No, CRISPR will not Lead to a World of Genetically Manipulated Criminals

by David Green (@GradDavid_Green)

Lately, an article posted in the Daily Mail has been making its way through the social media spheres. Titled “Criminals could manipulate their own DNA to avoid detection on police databases with £150 online gene repair kits” (, the article has been met with a mix of concern from the public and well-deserved derision from the scientific community. While I think it is important that ethical concerns of new scientific discoveries are discussed among everyone, not only scientists, this is increasingly difficult with the existence of these kinds of articles written to incite emotion instead of to inform. So why is it so ridiculous that CRISPRs could be used to create a class of forensic invisible criminals?

To answer this question, we must first discuss what is a CRISPR? CRISPRs are an element of a bacterial antiviral defense system that can target and cut DNA at specific sites. When used to target pieces of DNA in other organisms, the cell will attempt to repair the break in their DNA, this repair mechanism runs the risk of causing an error by inducing a mutation at the site where the CRISPR cut the DNA.  Realizing that this would be incredibly useful for both research and medicinal purposes, scientists have taken this natural system from bacteria and isolated it so that we can use it across many different organisms, including humans! This discovery has been significantly impactful and there is no doubt that a Nobel Prize is forthcoming for its discovery. While CRISPRs can manipulate DNA, there are major hurdles that would make such a task very difficult.

It is true that CRISPRS can edit the DNA of an individual cell, however what the article obfuscates is that there are serious challenges that would make using such a technique to cover up crime near impossible. For one, the number of cells that an individual would have to alter to successfully dodge forensic scientists is massive. Our body is composed of trillions of cells, even focusing on the most likely cells to leave behind on a crime scene; skin, blood ect the task would be daunting. The most likely solution would be to target the stem cell populations, groups of cells whose role is to divide and replace cells as they die. Our would-be super criminal would have to alter the DNA in stem cell populations across their entire body.
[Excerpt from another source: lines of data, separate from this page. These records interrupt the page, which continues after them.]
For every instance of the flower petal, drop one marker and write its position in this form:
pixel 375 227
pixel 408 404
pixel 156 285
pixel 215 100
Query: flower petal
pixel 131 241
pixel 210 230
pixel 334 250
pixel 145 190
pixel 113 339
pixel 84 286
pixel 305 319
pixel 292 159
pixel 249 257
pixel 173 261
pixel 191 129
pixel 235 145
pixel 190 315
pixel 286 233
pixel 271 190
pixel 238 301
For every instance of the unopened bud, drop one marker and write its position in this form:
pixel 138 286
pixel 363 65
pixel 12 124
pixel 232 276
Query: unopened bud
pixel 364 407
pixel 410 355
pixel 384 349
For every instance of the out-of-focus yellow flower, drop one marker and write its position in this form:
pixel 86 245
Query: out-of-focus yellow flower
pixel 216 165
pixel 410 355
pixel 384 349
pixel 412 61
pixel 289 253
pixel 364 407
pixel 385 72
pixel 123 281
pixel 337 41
Now, if you can get CRISPR system into a cell it can perform the task. However, it is incredibly difficult to get large molecules such as the machinery to run the CRISPR system into a cell. It is in fact one of the major challenges to the use of the system. The second major problem requires an understanding of how forensic scientists identify individuals. Forensic scientists do not check a single site of the genome and check for similarities, they look at hundreds. To effectively cloak an individual, it would require a stunning number of mutations, to a level that would significantly risk generating  diseases (and even more unlikely Spider-Man). It is more likely that an enterprising thief would unintentionally give themselves cancer before successfully cloaking their DNA

Articles like the one in the Daily Mail are frustrating not only because they sensationalize scientific discoveries, but also because they waste valuable opportunities to engage with real issues that arise with these technologies. There are real ethical considerations for CRISPR technology, they unlock the potential to significantly tailor an individual’s DNA, if not in an adults, then in embryos. These are real ethical concerns that need to be discussed and boundaries need to be set before they are tested. These boundaries must not only be formed by the scientific community, but also with input from all members of the population. It makes it our responsibility as part of this system to make sure that we set the record straight and not only call out sensational articles like this one, but also to engage and explain these technologies and their uses as well.